A experiência em outro país

            Andreza Teixeira, 24, é paulista, mas vive há dois anos nos Estados Unidos, em Dayton Ohio.  Mudou-se para outro país com propósito de participar de um programa de intercâmbio, onde o objetivo é ajudar no cuidado de crianças em lares americanos – conhecido como “aupair”.

            Um dos requisitos para ser auxiliar de pais, é saber dirigir e ter habilitação. Mesmo não imaginando que um dia teria que pilotar um carro, por conta do medo de perder o controle do volante, Andreza virou motorista e realiza a função todos os dias.

            As diferenças entre dirigir no Brasil e no país onde mora estão nas condições oferecidas aos motoristas, no respeito às leis de trânsito e pela forma a qual encaram este modo de ir e vir, afinal, por lá não é comum o uso do transporte público.

           Para ela, ser mulher e conduzir um veículo significa independência. “Eu consigo ir a lugares e resolver tudo que preciso, ser tem que esperar por ninguém, afirma”. Utiliza a internet para pesquisar e se atualizar sobre o meio, pois acredita ser uma plataforma barata e por possuir bastante conteúdo a respeito.

Paixão, necessidade e trabalho

            A publicitária Juliana Albuquerque, 30, tirou a habilitação aos 18 anos, mas só foi começar a dirigir com 25 – quando resolveu encarar o medo que tinha. A paixão por veículos nasceu desde então, principalmente, a partir do momento que começou a trabalhar na área. “É algo muito amplo e sempre cheios de novidades, sempre tem um opcional novo, um design diferente, gosto muito de ver vídeos sobre carros, teste drive e as demais novidades”, conta.

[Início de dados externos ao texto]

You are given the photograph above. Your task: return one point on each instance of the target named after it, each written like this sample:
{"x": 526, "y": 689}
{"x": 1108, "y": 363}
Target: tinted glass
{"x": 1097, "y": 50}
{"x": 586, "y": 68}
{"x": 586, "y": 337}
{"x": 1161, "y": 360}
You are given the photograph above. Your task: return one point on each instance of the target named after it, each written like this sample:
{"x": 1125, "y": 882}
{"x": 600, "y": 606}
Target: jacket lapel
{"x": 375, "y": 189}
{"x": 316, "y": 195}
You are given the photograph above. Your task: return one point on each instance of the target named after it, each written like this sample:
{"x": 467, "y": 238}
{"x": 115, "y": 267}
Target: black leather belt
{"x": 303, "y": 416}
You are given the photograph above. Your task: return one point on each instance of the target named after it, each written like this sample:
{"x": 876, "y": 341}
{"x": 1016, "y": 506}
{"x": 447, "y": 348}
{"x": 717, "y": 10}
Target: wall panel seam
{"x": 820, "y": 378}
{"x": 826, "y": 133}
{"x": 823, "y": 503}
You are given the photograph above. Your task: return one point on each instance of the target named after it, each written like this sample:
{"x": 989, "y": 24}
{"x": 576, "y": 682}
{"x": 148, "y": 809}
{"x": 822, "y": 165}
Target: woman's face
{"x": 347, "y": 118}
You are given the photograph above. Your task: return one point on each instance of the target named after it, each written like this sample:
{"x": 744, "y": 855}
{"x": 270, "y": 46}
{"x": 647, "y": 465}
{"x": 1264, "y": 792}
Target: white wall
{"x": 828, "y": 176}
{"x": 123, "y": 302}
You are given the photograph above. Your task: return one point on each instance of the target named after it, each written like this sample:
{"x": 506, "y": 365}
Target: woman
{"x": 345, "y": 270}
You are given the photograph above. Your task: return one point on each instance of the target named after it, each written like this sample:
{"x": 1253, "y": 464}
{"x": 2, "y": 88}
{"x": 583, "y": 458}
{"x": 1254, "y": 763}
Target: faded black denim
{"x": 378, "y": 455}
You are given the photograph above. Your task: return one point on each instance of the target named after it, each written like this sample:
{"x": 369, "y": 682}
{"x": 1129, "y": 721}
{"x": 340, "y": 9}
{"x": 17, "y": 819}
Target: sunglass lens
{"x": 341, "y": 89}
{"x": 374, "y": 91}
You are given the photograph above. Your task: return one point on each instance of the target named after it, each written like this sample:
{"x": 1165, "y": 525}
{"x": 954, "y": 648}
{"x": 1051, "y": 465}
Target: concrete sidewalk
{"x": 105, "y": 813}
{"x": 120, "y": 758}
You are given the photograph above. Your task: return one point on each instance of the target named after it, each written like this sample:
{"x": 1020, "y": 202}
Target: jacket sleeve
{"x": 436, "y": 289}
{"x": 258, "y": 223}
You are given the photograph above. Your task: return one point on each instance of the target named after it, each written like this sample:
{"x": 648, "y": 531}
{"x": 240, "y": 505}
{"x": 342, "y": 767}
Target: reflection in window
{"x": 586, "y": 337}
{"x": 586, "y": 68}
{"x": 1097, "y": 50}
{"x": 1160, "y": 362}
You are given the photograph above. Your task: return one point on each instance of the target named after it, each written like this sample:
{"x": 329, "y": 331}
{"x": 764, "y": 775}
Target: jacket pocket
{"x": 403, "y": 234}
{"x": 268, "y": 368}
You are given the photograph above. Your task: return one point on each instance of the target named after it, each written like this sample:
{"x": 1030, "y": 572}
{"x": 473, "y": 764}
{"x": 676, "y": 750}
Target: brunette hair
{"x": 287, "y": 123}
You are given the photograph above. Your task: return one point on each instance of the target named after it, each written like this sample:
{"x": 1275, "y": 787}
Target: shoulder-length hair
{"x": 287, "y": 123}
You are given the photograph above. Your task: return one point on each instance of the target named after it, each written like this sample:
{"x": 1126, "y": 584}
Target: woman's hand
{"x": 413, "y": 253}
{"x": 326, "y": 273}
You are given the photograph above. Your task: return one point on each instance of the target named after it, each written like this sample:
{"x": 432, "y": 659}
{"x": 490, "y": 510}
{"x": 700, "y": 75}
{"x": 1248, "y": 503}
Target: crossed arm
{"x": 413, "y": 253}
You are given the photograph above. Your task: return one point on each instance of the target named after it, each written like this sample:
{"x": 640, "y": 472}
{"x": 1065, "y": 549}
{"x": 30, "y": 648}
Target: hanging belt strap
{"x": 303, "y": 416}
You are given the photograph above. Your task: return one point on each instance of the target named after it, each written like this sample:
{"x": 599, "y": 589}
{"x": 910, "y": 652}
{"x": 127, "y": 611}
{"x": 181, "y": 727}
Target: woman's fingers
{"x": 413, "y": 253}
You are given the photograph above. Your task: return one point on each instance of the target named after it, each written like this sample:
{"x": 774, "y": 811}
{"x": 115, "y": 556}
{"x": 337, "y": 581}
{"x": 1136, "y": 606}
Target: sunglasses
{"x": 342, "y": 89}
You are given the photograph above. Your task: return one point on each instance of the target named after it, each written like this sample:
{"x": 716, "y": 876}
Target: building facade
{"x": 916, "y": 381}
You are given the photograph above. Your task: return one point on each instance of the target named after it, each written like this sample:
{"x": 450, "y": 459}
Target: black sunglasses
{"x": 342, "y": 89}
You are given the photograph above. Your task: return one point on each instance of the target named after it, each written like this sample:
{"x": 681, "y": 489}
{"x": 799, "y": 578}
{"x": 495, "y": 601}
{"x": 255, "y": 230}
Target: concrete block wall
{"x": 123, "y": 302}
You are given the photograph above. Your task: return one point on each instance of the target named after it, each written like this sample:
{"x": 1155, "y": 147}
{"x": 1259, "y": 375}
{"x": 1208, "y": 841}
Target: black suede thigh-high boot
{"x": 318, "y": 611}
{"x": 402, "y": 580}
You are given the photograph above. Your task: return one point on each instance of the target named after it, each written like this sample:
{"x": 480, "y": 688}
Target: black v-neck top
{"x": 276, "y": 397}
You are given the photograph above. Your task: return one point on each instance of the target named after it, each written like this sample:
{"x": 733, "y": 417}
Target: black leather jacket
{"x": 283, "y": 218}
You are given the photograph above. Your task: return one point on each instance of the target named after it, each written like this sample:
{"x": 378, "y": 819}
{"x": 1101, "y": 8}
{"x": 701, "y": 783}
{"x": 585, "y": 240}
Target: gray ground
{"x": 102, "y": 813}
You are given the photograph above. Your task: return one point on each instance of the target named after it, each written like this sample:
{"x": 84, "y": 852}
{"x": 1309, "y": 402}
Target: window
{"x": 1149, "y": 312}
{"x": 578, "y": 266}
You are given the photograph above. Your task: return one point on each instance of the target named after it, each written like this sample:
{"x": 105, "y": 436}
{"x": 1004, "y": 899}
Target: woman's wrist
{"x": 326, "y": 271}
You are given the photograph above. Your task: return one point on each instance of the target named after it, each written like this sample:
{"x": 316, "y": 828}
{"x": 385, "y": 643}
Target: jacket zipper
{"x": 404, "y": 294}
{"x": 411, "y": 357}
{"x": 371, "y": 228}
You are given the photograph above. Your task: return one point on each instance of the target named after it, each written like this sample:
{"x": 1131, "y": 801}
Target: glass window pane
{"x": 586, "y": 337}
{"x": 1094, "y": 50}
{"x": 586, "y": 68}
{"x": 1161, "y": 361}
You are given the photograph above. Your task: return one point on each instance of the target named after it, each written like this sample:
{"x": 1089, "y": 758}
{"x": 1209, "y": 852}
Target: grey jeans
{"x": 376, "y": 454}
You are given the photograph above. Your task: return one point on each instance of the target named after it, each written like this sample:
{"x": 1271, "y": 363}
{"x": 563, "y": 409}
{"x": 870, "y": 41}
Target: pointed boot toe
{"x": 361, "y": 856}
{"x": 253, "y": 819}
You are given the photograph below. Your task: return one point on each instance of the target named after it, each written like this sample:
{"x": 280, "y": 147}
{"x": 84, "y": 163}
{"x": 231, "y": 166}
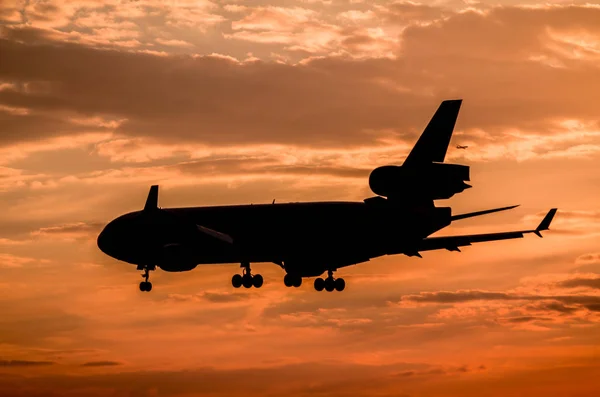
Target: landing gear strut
{"x": 246, "y": 278}
{"x": 291, "y": 280}
{"x": 330, "y": 283}
{"x": 146, "y": 286}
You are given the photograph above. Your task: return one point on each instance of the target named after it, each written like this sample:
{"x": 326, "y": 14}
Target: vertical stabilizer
{"x": 435, "y": 139}
{"x": 152, "y": 200}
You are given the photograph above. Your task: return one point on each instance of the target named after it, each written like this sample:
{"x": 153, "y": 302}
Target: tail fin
{"x": 433, "y": 143}
{"x": 152, "y": 199}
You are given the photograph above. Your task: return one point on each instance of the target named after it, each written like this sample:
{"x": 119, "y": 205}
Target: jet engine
{"x": 435, "y": 181}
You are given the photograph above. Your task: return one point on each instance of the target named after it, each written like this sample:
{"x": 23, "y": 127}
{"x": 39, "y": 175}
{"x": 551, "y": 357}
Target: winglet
{"x": 152, "y": 200}
{"x": 545, "y": 223}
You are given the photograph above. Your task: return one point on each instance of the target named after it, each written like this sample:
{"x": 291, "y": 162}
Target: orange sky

            Juliana diz não ter sofrido muitos preconceitos por ser uma mulher ligada a carros, mas afirma que sempre há “aqueles amiguinhos” cheios de piadas ou que gostam de intimidar. “Esses dias encontrei um conhecido da época da escola, fazia anos que não nos víamos, ele ficou dizendo que eu dirigia muito mal! Mal ou bem, fui eu que deixei ele em casa”.

            Como trabalha na área, a publicitária sempre tem que estar atualizada a respeito: lê sites especializados, segue páginas em redes sociais e, no seu próprio ambiente de trabalho, fica por dentro das novidades do setor, como cursos, eventos, feiras e lançamentos.

            Encara o seu Patolino – apelido utilizado para se referir ao automóvel – como uma extensão do guarda-roupa. Roupas, sapatos, itens de beleza e segurança são os objetos encontrados em seu interior. Também é especialista para indicar e identificar quando é necessário realizar uma manutenção.

             Além de ter se tornado uma pessoa mais livre e independente, dirigir trouxe à Juliana a oportunidade de não ter mais medo. “Volto tarde da noite sozinha e me sinto muito segura”, finaliza.